It may be 40 years since it first scared moviegoers across the globe witless, but film fans in Fife have flocked in their droves to a truly unique screening of Jaws on Kirkcaldy’s waterfront.
Steven Spielberg’s classic movie about a killer shark, which has entertained generations since its release in 1975, is worth a watch at any time after somehow standing the test of time, although it was the seaside setting selected for last night’s showing that made it all the more special.
Scores of people braved the cold to catch the first movie of the wider Kirkcaldy Film Festival taking place this weekend, with the sound of the waves lapping onto the beach adding an extra dimension to a truly memorable experience.

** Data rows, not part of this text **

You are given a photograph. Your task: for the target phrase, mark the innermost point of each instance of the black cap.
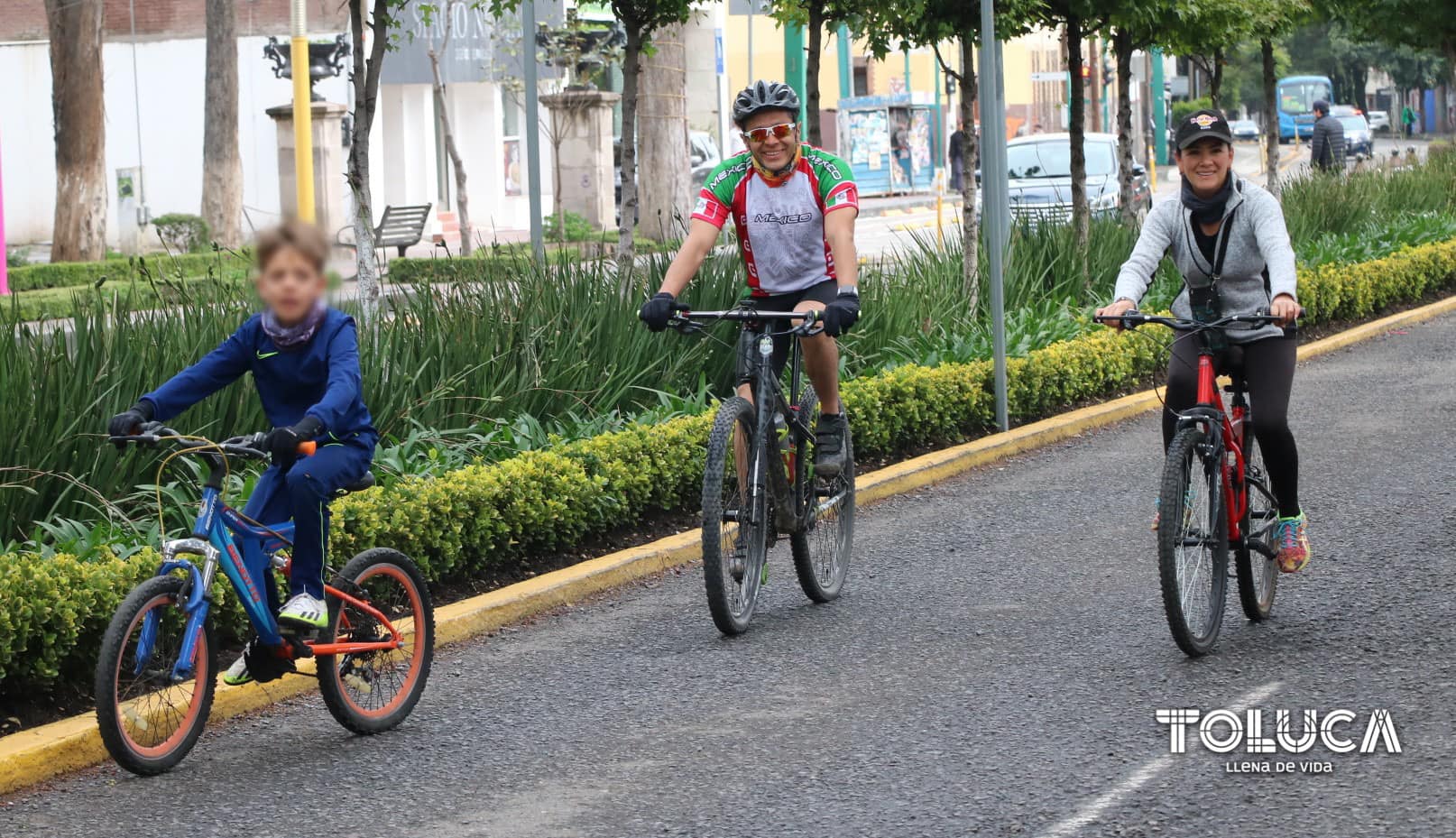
(1202, 124)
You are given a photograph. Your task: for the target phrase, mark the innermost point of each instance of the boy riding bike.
(794, 208)
(305, 363)
(1230, 242)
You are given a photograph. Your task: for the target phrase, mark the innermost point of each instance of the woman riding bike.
(794, 208)
(1230, 242)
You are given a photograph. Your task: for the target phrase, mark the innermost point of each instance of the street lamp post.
(995, 197)
(301, 111)
(533, 140)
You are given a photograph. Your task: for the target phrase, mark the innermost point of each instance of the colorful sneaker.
(305, 610)
(237, 674)
(1294, 545)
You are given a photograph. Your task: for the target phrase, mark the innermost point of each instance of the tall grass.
(539, 349)
(1341, 204)
(519, 348)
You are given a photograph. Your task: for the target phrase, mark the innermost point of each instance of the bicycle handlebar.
(1135, 319)
(246, 447)
(687, 320)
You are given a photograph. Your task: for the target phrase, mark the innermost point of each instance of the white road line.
(1112, 797)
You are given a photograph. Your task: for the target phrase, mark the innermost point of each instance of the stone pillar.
(329, 159)
(580, 130)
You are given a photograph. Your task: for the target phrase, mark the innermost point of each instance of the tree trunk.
(456, 163)
(663, 137)
(1123, 50)
(1449, 51)
(222, 163)
(1076, 127)
(1216, 80)
(365, 97)
(628, 210)
(811, 69)
(78, 109)
(970, 223)
(1270, 120)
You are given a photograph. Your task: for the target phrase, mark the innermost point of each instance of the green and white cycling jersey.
(779, 223)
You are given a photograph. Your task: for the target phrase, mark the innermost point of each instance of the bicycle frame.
(223, 537)
(768, 394)
(1230, 434)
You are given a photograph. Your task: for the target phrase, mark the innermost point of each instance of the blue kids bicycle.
(158, 665)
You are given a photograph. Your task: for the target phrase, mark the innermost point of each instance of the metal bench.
(400, 227)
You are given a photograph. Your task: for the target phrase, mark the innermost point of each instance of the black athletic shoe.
(829, 446)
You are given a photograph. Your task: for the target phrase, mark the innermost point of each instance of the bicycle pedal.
(298, 635)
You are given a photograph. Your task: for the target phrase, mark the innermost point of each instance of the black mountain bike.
(759, 477)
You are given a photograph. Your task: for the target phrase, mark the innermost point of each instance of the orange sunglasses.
(780, 131)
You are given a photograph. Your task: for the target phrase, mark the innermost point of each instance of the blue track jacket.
(319, 379)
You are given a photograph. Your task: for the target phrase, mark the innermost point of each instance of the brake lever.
(685, 327)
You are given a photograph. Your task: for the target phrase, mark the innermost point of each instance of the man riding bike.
(794, 208)
(1230, 242)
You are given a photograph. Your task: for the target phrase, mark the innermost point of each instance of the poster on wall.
(868, 137)
(920, 140)
(511, 161)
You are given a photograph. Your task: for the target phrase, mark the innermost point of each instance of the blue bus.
(1296, 104)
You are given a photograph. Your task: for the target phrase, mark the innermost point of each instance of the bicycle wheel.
(1193, 541)
(373, 691)
(149, 721)
(1257, 571)
(823, 545)
(734, 534)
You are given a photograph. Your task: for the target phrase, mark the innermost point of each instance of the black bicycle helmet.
(763, 97)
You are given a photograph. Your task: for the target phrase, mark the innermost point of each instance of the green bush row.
(484, 518)
(73, 274)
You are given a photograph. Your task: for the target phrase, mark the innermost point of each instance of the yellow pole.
(301, 112)
(939, 207)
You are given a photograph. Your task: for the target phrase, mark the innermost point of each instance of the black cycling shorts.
(825, 292)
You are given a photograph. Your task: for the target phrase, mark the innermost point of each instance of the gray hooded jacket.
(1258, 240)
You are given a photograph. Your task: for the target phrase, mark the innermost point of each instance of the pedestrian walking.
(900, 147)
(1327, 143)
(958, 157)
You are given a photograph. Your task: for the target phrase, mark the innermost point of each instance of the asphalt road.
(991, 669)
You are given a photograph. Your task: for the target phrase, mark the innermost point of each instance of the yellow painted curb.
(42, 752)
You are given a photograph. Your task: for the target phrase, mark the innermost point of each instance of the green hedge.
(483, 518)
(73, 274)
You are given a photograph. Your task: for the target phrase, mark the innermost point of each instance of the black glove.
(659, 310)
(842, 313)
(128, 420)
(282, 443)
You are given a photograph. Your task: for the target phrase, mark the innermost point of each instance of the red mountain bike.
(1214, 495)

The film adaptation of Peter Benchley’s 1974 novel of the same name kicked off a weekend full of classic movies, cutting edge independent cinema and industry insights in the Lang Toun, and Fife’s own Hollywood star and festival patron Dougray Scott hopes film lovers will enjoy what’s on offer.
“Jaws is one of my favourite films of all time made by a 28-year-old Steven Spielberg,” he said.
“It’s very fitting that it’s being shown outdoors on Kirkcaldy waterfront where I used to dodge a lot of sharks in my youth!
“It’s great to see the Esplanade being used in such a fantastic way. It is indeed an iconic landmark.
“I’m proud to support a festival which brings a diverse programme of independent cinema and true classics to Kirkcaldy, one that shows film can be inspiring and educational as well as entertaining.”
The festival programme includes two Hitchcock masterpieces, Fifer John Maclean’s Slow West, the Disney Pixar hit Inside Out, Liza, the Fox-Fairy, the Scottish premiere of documentary Palio and a red carpet screening of Michael Caine classic The Ipcress File over the next few days.
Talks have also been planned with former Edinburgh Film Festival director Hannah McGill, who will discuss thriller Psycho.